In September 2015, Normantas signed a long-term contract with Lietuvos rytas Vilnius of the Lithuanian Basketball League (LKL) and was subsequently loaned to BC Perlas-MRU of the National Basketball League (NKL). In his first season with the team, he averaged 10.4 points, 2.8 rebounds, 3.0 assists and 1.8 steals per game. In the 2016–17 season, his production increased to 15.3 points, 3.7 rebounds, 4.1 assists and 2.1 steals per game.

On 22 December 2017, Normantas was loaned to Nevėžis Kėdainiai of the LKL. He spent the 2018–19 season with Rytas, though was never much of a rotation player and was released after the season.

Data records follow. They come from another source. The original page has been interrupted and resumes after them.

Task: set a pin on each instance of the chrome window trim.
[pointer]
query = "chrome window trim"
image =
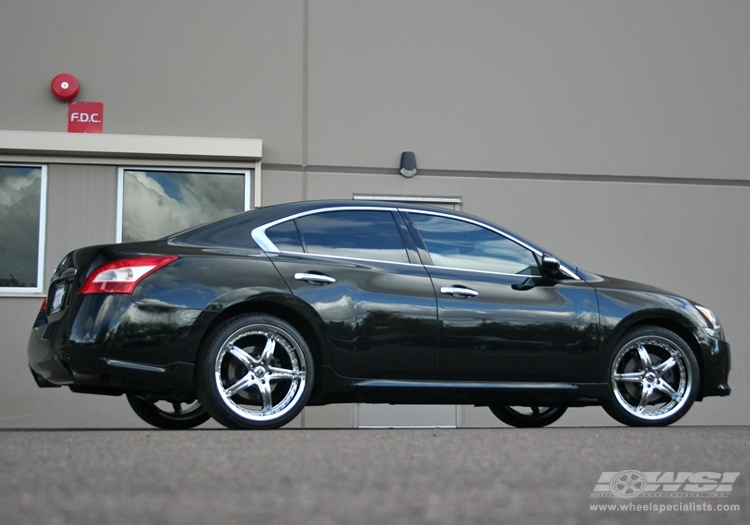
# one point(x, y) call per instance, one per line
point(565, 269)
point(259, 236)
point(346, 258)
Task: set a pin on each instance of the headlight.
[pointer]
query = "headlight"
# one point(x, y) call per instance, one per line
point(713, 326)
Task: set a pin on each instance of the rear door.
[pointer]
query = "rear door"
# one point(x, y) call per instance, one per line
point(358, 271)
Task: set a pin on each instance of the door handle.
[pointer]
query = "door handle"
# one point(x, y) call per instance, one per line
point(314, 278)
point(458, 291)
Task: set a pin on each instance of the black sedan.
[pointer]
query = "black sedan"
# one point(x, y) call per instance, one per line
point(250, 319)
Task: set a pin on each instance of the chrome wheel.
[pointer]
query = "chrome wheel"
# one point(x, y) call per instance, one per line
point(653, 378)
point(169, 415)
point(527, 416)
point(256, 374)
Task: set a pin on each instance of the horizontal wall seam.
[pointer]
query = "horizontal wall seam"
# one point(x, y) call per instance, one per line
point(557, 177)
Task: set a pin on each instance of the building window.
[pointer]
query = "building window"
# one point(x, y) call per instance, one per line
point(23, 193)
point(153, 203)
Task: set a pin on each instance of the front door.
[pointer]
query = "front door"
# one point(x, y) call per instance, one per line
point(499, 319)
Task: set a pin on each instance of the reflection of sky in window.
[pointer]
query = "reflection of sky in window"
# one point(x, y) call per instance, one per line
point(20, 188)
point(157, 203)
point(168, 183)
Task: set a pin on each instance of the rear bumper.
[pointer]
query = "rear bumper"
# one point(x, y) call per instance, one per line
point(90, 368)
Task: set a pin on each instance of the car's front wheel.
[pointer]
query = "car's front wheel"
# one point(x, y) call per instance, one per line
point(254, 372)
point(653, 378)
point(166, 414)
point(527, 416)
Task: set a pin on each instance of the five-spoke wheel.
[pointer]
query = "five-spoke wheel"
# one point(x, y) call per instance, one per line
point(255, 371)
point(653, 378)
point(527, 416)
point(167, 414)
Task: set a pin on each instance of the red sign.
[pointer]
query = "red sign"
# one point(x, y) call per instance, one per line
point(85, 117)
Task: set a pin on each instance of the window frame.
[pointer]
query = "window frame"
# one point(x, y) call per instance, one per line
point(259, 234)
point(536, 254)
point(42, 231)
point(248, 185)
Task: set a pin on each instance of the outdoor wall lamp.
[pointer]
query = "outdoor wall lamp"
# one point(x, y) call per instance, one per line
point(408, 164)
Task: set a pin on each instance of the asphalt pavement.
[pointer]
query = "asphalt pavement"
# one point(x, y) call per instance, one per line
point(394, 476)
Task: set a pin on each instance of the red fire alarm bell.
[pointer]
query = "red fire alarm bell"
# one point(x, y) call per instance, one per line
point(65, 86)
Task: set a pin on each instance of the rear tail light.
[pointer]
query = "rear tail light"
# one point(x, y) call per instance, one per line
point(123, 275)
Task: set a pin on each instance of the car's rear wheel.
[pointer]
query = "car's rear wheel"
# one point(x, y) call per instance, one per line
point(166, 414)
point(653, 378)
point(527, 416)
point(254, 372)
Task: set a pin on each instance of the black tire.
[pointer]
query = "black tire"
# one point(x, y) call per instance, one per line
point(653, 378)
point(527, 417)
point(254, 372)
point(167, 415)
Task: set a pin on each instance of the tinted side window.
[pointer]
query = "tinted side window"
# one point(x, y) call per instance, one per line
point(363, 234)
point(285, 236)
point(454, 243)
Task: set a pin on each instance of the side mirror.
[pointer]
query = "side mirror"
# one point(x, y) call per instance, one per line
point(550, 266)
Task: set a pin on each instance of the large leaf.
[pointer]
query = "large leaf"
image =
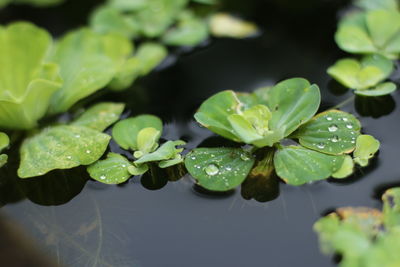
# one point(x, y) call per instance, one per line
point(113, 170)
point(219, 169)
point(292, 102)
point(26, 81)
point(214, 112)
point(297, 165)
point(100, 116)
point(331, 132)
point(88, 62)
point(125, 132)
point(61, 147)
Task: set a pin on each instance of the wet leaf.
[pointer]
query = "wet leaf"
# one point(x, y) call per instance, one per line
point(361, 75)
point(366, 147)
point(27, 80)
point(88, 62)
point(226, 25)
point(332, 132)
point(379, 90)
point(113, 170)
point(214, 112)
point(297, 165)
point(100, 116)
point(125, 132)
point(60, 147)
point(219, 169)
point(346, 169)
point(292, 102)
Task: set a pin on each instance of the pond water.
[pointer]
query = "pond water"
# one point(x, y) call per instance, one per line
point(84, 223)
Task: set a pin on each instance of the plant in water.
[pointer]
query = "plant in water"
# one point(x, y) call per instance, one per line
point(280, 120)
point(365, 77)
point(364, 237)
point(140, 134)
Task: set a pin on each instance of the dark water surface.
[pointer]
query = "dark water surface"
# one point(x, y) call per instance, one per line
point(129, 225)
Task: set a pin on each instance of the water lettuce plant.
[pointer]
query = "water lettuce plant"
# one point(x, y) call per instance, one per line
point(366, 76)
point(363, 236)
point(141, 135)
point(282, 120)
point(369, 32)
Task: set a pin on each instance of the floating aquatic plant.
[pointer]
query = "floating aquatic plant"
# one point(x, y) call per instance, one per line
point(363, 236)
point(321, 148)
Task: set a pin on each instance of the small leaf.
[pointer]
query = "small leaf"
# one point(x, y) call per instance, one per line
point(331, 132)
point(366, 147)
point(4, 141)
point(379, 90)
point(100, 116)
point(292, 103)
point(125, 132)
point(165, 152)
point(226, 25)
point(61, 147)
point(297, 165)
point(219, 169)
point(113, 170)
point(346, 169)
point(214, 112)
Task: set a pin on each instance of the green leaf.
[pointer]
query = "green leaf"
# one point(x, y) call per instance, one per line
point(189, 31)
point(147, 140)
point(366, 147)
point(113, 170)
point(292, 102)
point(166, 151)
point(379, 90)
point(4, 141)
point(27, 81)
point(226, 25)
point(346, 169)
point(391, 207)
point(361, 75)
point(331, 132)
point(100, 116)
point(297, 165)
point(3, 160)
point(214, 112)
point(110, 20)
point(88, 62)
point(219, 169)
point(61, 147)
point(125, 132)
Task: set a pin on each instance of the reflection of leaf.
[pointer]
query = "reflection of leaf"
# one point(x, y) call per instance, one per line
point(61, 147)
point(219, 169)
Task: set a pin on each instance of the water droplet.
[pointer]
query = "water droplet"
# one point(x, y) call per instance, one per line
point(245, 156)
point(321, 145)
point(212, 169)
point(335, 139)
point(333, 128)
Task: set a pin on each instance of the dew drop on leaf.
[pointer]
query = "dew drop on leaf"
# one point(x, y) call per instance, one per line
point(211, 169)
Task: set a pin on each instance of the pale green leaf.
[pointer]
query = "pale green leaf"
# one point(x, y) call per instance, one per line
point(331, 132)
point(112, 170)
point(379, 90)
point(60, 147)
point(292, 102)
point(100, 116)
point(125, 132)
point(297, 165)
point(219, 169)
point(366, 147)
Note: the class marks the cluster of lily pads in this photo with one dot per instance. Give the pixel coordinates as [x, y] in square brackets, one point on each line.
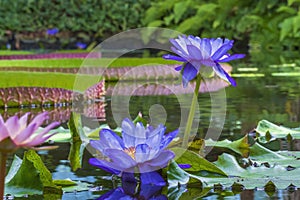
[145, 158]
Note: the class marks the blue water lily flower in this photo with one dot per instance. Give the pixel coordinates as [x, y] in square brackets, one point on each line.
[139, 150]
[52, 31]
[196, 52]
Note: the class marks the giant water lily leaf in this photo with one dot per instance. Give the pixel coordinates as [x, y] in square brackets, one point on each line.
[267, 131]
[30, 176]
[240, 146]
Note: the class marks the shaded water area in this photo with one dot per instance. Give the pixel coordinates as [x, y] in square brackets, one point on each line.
[265, 91]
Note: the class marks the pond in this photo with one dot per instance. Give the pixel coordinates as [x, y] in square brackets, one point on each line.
[263, 92]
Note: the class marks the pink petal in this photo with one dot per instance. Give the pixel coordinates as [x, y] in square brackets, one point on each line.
[3, 130]
[38, 140]
[13, 126]
[23, 120]
[39, 119]
[48, 128]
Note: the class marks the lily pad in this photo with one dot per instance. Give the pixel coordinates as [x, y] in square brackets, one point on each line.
[30, 176]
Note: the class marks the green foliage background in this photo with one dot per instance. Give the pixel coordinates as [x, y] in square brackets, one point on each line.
[268, 23]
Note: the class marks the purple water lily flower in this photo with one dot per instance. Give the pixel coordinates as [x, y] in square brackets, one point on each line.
[196, 52]
[140, 150]
[15, 132]
[81, 45]
[52, 31]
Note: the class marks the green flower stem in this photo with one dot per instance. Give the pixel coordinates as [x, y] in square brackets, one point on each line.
[3, 157]
[191, 113]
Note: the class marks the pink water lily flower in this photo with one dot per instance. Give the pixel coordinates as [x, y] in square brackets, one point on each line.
[20, 133]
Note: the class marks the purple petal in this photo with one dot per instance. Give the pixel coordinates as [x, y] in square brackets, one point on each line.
[223, 74]
[13, 126]
[206, 47]
[110, 139]
[120, 160]
[142, 153]
[194, 52]
[3, 130]
[184, 166]
[157, 163]
[152, 178]
[39, 119]
[129, 183]
[221, 51]
[178, 68]
[188, 74]
[232, 57]
[98, 145]
[23, 120]
[103, 164]
[172, 57]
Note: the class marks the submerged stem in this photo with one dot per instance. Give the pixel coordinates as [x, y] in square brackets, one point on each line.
[191, 113]
[3, 157]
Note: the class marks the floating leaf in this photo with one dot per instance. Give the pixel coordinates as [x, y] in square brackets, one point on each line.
[30, 176]
[198, 163]
[240, 146]
[268, 130]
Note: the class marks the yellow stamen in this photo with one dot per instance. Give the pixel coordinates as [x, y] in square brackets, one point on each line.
[131, 152]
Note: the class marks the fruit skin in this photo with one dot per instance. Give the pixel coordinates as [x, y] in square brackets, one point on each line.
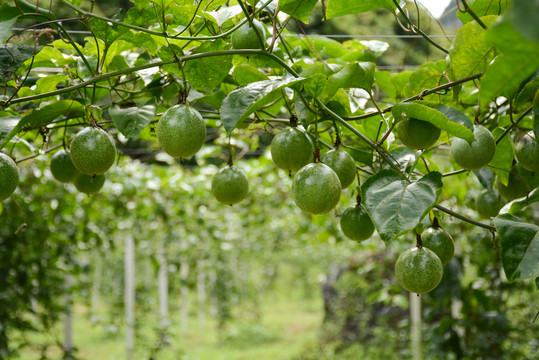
[9, 176]
[516, 186]
[62, 167]
[356, 223]
[245, 37]
[477, 154]
[230, 185]
[89, 184]
[181, 131]
[316, 188]
[488, 203]
[527, 152]
[92, 151]
[291, 149]
[343, 164]
[440, 242]
[417, 134]
[419, 270]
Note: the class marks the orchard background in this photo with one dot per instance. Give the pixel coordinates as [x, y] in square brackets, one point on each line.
[152, 266]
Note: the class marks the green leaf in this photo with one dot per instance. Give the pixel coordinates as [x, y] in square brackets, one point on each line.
[336, 8]
[519, 59]
[519, 247]
[483, 8]
[300, 9]
[396, 205]
[518, 204]
[443, 117]
[207, 73]
[8, 16]
[470, 52]
[243, 101]
[131, 121]
[45, 115]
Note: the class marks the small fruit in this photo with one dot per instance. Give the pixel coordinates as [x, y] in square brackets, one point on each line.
[89, 184]
[417, 134]
[516, 187]
[245, 37]
[9, 176]
[488, 203]
[291, 149]
[419, 270]
[356, 223]
[316, 188]
[438, 240]
[181, 131]
[92, 151]
[343, 164]
[477, 154]
[62, 167]
[230, 185]
[527, 152]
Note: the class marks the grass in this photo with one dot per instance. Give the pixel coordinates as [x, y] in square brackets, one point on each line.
[288, 324]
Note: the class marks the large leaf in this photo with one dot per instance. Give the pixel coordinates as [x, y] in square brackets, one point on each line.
[207, 73]
[519, 59]
[45, 115]
[131, 121]
[8, 16]
[443, 117]
[396, 205]
[243, 101]
[518, 204]
[337, 8]
[300, 9]
[519, 247]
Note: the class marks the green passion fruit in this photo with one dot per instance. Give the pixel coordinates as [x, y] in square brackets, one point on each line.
[343, 164]
[488, 203]
[356, 224]
[316, 188]
[181, 131]
[92, 151]
[245, 37]
[62, 167]
[419, 270]
[477, 154]
[230, 185]
[417, 134]
[291, 149]
[89, 184]
[527, 152]
[9, 176]
[438, 240]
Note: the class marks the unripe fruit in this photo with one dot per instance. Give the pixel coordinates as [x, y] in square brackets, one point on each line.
[527, 152]
[62, 167]
[417, 134]
[343, 164]
[488, 203]
[181, 131]
[419, 270]
[230, 185]
[245, 36]
[477, 154]
[92, 151]
[316, 188]
[356, 223]
[440, 242]
[291, 149]
[89, 184]
[9, 176]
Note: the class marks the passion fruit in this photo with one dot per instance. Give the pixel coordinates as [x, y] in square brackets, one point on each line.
[316, 188]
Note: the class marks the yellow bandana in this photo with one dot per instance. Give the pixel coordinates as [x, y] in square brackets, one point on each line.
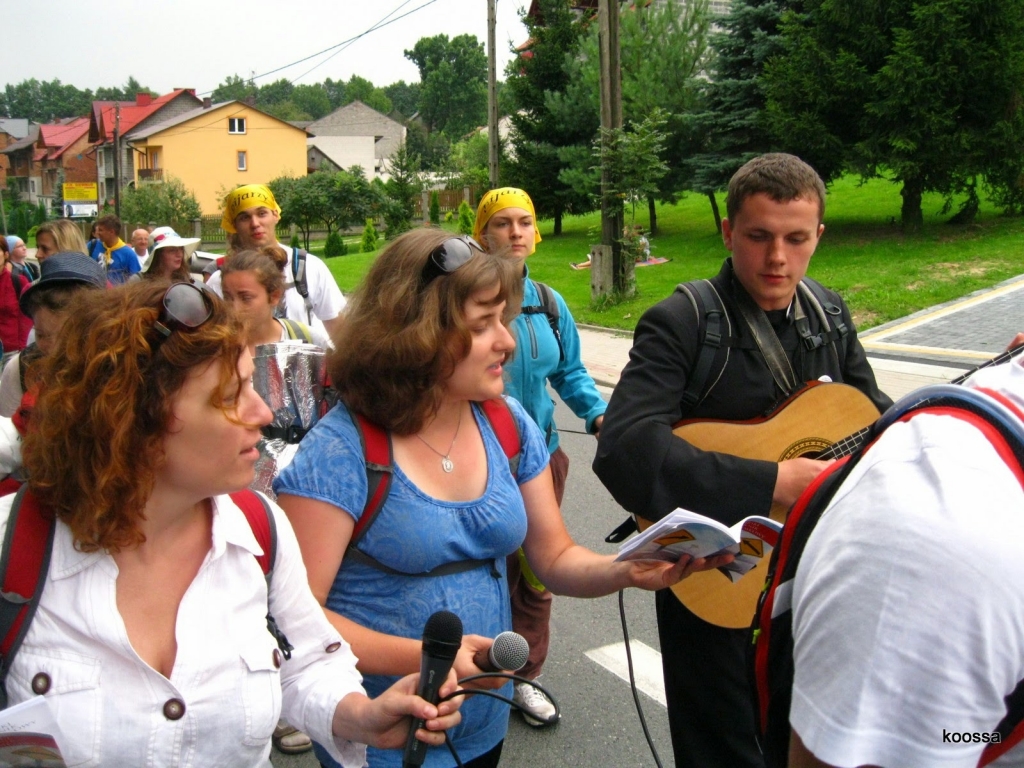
[499, 200]
[250, 196]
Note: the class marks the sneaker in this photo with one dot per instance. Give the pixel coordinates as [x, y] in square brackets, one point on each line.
[541, 710]
[290, 740]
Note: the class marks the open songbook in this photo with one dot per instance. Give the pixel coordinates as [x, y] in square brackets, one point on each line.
[29, 735]
[684, 532]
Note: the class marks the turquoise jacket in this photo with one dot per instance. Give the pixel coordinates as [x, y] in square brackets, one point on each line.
[537, 361]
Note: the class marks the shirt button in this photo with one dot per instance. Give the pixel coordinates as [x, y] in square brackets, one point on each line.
[174, 709]
[40, 683]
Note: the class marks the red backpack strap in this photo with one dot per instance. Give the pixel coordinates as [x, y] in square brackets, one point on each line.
[24, 564]
[264, 527]
[506, 429]
[379, 459]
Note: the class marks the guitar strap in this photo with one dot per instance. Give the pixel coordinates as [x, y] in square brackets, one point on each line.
[767, 341]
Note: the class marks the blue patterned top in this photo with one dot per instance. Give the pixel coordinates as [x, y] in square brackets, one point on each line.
[415, 532]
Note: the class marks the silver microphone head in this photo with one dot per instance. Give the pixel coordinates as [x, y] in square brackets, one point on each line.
[510, 651]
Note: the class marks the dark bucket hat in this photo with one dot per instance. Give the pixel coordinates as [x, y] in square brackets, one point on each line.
[68, 267]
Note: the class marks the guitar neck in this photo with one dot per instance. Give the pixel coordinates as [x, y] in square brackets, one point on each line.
[999, 358]
[848, 444]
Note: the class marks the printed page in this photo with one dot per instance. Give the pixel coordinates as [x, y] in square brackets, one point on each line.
[29, 735]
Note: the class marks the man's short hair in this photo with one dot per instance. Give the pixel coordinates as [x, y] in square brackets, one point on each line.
[782, 177]
[110, 221]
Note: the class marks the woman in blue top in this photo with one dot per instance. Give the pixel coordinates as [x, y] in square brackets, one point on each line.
[505, 219]
[425, 340]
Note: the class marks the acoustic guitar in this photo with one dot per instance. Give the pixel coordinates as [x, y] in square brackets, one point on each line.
[820, 421]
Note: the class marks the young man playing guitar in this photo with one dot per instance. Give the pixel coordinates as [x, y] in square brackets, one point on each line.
[775, 338]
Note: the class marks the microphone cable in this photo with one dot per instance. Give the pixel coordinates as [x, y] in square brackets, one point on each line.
[633, 682]
[499, 696]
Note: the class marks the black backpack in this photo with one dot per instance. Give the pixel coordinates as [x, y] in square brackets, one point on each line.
[716, 331]
[771, 667]
[549, 307]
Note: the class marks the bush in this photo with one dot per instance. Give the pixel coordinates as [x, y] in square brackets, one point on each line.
[335, 246]
[369, 238]
[435, 209]
[466, 218]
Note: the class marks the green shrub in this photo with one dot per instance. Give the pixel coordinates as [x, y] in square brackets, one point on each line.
[435, 209]
[369, 238]
[466, 218]
[335, 246]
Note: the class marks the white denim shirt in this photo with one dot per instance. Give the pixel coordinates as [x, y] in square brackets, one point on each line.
[113, 708]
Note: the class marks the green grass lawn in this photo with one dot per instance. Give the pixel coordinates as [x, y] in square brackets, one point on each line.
[882, 272]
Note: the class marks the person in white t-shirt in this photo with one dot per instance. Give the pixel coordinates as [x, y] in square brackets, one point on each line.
[908, 601]
[253, 286]
[151, 638]
[251, 213]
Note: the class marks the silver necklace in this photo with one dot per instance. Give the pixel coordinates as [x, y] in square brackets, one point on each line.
[446, 464]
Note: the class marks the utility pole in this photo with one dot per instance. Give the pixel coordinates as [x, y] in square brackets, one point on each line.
[492, 94]
[117, 159]
[607, 258]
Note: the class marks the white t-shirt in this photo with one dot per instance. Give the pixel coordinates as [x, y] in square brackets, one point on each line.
[324, 292]
[110, 704]
[908, 603]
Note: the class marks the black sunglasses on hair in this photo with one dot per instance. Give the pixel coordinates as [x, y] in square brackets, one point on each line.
[450, 255]
[184, 307]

On 28 August 2019, Normantas signed with Lietkabelis Panevėžys of the LKL. On 16 June 2020, his contract was extended for an additional year. In 47 games played for Lietkabelis in the 2020–21 season (in the LKL and the EuroCup), Normantas averaged 12.2 points, 2.5 rebounds, 3.3 assists and 1.6 steals per game.

On 15 July 2021, Normantas returned to Rytas Vilnius, signing a two-year contract.

In July 2025, Margiris Normantas decided to start his career abroad, and signed contract with Bilbao Basket team, which competes in the highest tier of Spain basketball, Liga ACB.